1Cet ouvrage collectif s’intéresse aux mobilités en provenance des pays du Nord vers ceux du Sud, mouvements de population qui occupent jusqu’ici une place négligeable en socio-anthropologie des migrations. Ces mobilités banalisées recouvrent en réalité un large éventail de figures, de pratiques et de modes de présence ou d’installation que les coordinateurs de cet ouvrage ont voulu prendre comme objet d’étude. Dans l’introduction de l’ouvrage, une limite méthodologique est d’emblée mentionnée : l’absence de statistiques sur ces mobilités qui ne sont peu ou pas comptabilisées par les États « émetteurs et récepteurs » (p. 7) de ces individus. Face à cette « opacité statistique et sociale », le cadrage ethnographique permet de décrire les expériences de cette « population migrante au départ du Nord global » (p. 7). Car tel est le choix et le parti pris assumé par les contributeurs de cet ouvrage : mobiliser le vocabulaire de la migration afin de donner à voir les écarts qui marquent les parcours de mobilités mais aussi le « brouillage » des catégories et des définitions entre « tourisme »« déplacement », « mobilité » et « migration », ou encore entre « Nord » et « Sud ».

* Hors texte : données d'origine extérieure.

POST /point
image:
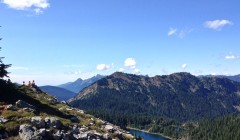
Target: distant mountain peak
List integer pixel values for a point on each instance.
(79, 84)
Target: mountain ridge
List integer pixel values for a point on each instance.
(216, 96)
(79, 84)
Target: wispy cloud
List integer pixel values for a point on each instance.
(18, 68)
(179, 33)
(172, 31)
(121, 70)
(36, 5)
(231, 57)
(73, 73)
(217, 24)
(102, 67)
(184, 66)
(73, 66)
(131, 64)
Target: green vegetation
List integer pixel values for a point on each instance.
(222, 128)
(159, 104)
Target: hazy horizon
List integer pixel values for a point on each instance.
(54, 42)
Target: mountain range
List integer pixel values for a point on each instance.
(68, 90)
(79, 84)
(27, 113)
(60, 93)
(179, 96)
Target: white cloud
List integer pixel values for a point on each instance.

2Ces catégories reflètent des tensions liées à deux phénomènes : l’histoire du champ d’étude des migrations marquée par un « imaginaire problématique » et portant le sceau de la surdétermination des rapports de force entre États (avec la figure emblématique du travailleur immigré Algérien – Sayad 1999), mais aussi le présent, avec la surpolitisation de certains déplacements d’acteurs dont les conditions de vie se sont détériorées au fil des années : « Ainsi, le mobile [issu du « Nord »] et le migrant [issu du « Sud »] ne sauraient partager les mêmes mondes ni donc relever du même espace conceptuel. En un mot, ils ne sauraient être les mêmes » (p. 15). C’est cette hiérarchie des inégalités, des privilèges et des vulnérabilités que les auteurs ont aussi voulu questionner.

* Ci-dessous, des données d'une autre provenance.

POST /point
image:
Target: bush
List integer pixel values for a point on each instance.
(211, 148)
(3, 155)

3Les douze articles sont répartis dans trois parties intitulées « Life-style, tourisme, expatriation : quelles catégories, quels biais ? » (partie 1), « Retours/ Détours » (partie 2), « Frontières et ancrages » (partie 3) et « Migrations et religions » (partie 4). Les enquêtes ont été menées auprès de publics aux sexes, âges, statuts et projets très diversifiés, qui, au-delà d’être « migrants », sont aussi définis par les chercheurs comme étant des retraités, des hivernants, des backpackers, des épouses occidentales ou femmes d’expatriés, des humanitaires ou des jeunes travailleurs occidentaux, des (auto-) entrepreneurs et des commerçants, des jeunes radicalisés ou djihadistes, ou encore des néo-pentecôtistes. Leurs expériences sont saisies via des ethnographies réalisées dans près de dix pays différents : Mexique, Maroc, Thaïlande, Arabie saoudite, Algérie, Sénégal, Palestine, Chine et Afrique du Sud.

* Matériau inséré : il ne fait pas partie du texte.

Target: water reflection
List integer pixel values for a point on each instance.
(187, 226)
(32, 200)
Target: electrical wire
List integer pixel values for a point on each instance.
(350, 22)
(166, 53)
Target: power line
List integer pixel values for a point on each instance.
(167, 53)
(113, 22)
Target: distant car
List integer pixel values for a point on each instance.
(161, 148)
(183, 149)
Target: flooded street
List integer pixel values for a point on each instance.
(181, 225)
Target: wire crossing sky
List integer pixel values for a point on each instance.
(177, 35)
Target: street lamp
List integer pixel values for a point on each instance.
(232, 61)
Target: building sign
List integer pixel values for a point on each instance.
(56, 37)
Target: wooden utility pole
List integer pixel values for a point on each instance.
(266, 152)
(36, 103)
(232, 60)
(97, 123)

4Que retenir de la première partie ? Au Mexique, la présence de nombreux Américains, souvent retraités recherchant des opportunités économiques et/ou exprimant un désaccord politique, illustre pour Eve Bantman-Masum une tendance à la marchandisation de la souveraineté nationale et à la montée d’une vision contractuelle de la citoyenneté, avec des individus qui sont captés par des pays cherchant à profiter de leurs revenus. À la rencontre de backpackers et d’hivernants, Brenda Le Bigot décèle une ambivalence dans l’appropriation temporaire d’hébergements touristiques. Les « chez soi » temporaires ressemblent plus à des « entre soi » qu’à des espaces de sociabilités cosmopolites pourtant initialement recherchés par ces migrants. Une plongée « critique » dans une communauté fermée d’« expats » en Arabie saoudite désenchante le mode de vie confortable dans lequel les épouses se sentent parfois prisonnières, avec une injonction au travail domestique et communautaire pour le bon fonctionnement du compound et le rayonnement de l’entreprise (Le Renard). En Palestine, les « travailleurs diplômés internationaux », bien que favorisés sur plusieurs aspects (salaires, mobilités, loisirs) rencontrent deux obstacles à leur installation durable dans les territoires occupés : d’une part, le stress, la fatigue nerveuse et l’anxiété liées à un contexte coercitif et une proximité à la cause politique et, d’autre part, l’impossibilité d’obtenir un visa israélien (Chaveneau).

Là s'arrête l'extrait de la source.